Minęło prawie siedem lat rządów PiS i jesteśmy po trzech falach pandemicznych, przy których polska służba zdrowia „statystycznie” okazała się jedną z najgorszych na świecie, a może nawet powinniśmy powiedzieć, że jest najgorsza na świecie. Co zrobiła partia rządząca, żeby naprawić służbę zdrowia? Co zapowiadała ta partia w swoich dwóch wyborczych programach, po których obejmowała władzę w 2015 i 2019 roku? Nie zrobiła niczego, chociaż zapowiadała cudowne uzdrowienie wszystkiego.
Przeczytałem dzisiaj o sondażu poparcia dla partii politycznych i zobaczyłem wzrost poparcia dla PiS do trzydziestu pięciu procent wyborców. Fenomen. Mogę użyć tylko jednego słowa. Polityka tej partii zabiła w ciągu roku ponad sto tysięcy Polaków i Polacy na tę partię dalej chcą głosować. Syndrom sztokholmski? Nie potrafię tego zrozumieć i myślę, że potrzebna jest poważna socjologiczna debata nad zaistniałą sytuacją. Dlaczego PiS nie został przez Polaków prawidłowo oceniony? Dlaczego akurat im wybaczają Polacy nepotyzm, korupcję, oszustwa, kradzieże i totalną nieudolność w zarządzaniu państwem?

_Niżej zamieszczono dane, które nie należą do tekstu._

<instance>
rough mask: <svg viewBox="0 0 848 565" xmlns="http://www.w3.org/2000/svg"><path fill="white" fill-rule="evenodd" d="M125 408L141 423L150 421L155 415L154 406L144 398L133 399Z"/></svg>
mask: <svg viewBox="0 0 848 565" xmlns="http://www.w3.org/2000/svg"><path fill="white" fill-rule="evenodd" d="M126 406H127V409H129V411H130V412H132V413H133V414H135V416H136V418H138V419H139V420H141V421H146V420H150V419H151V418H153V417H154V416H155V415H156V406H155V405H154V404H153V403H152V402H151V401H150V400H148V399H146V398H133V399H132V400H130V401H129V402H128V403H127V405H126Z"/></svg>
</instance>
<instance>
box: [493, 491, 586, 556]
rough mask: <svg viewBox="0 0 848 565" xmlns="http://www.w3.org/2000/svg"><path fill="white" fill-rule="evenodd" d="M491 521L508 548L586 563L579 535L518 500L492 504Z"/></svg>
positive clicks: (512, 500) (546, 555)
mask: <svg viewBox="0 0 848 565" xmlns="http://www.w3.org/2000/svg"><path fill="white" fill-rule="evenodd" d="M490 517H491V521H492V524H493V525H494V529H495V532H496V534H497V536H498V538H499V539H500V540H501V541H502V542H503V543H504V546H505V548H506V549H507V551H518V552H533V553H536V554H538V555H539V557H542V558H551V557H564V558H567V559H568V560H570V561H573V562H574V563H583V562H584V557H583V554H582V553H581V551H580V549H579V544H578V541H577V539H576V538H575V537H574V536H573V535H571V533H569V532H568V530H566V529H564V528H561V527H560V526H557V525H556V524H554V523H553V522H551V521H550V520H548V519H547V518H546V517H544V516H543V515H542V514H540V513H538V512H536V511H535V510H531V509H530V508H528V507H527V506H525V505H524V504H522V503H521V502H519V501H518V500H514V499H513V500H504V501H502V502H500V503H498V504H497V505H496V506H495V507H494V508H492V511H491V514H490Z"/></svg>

Kościół katolicki i media prorządowe prowadzą propagandę dla PiS, ale nie zdawałem sobie sprawy z siły ich oddziaływania. Tak. Nie doceniłem wagi tych archaicznych sposobów wpływania na ludzi, a Polska jest jednak … przestarzała. Współczuję teraz tym, którzy muszą w tym zamieszaniu żyć i podejmować codzienne działania, dostosowując się do wrogiego, „średniowiecznego” otoczenia.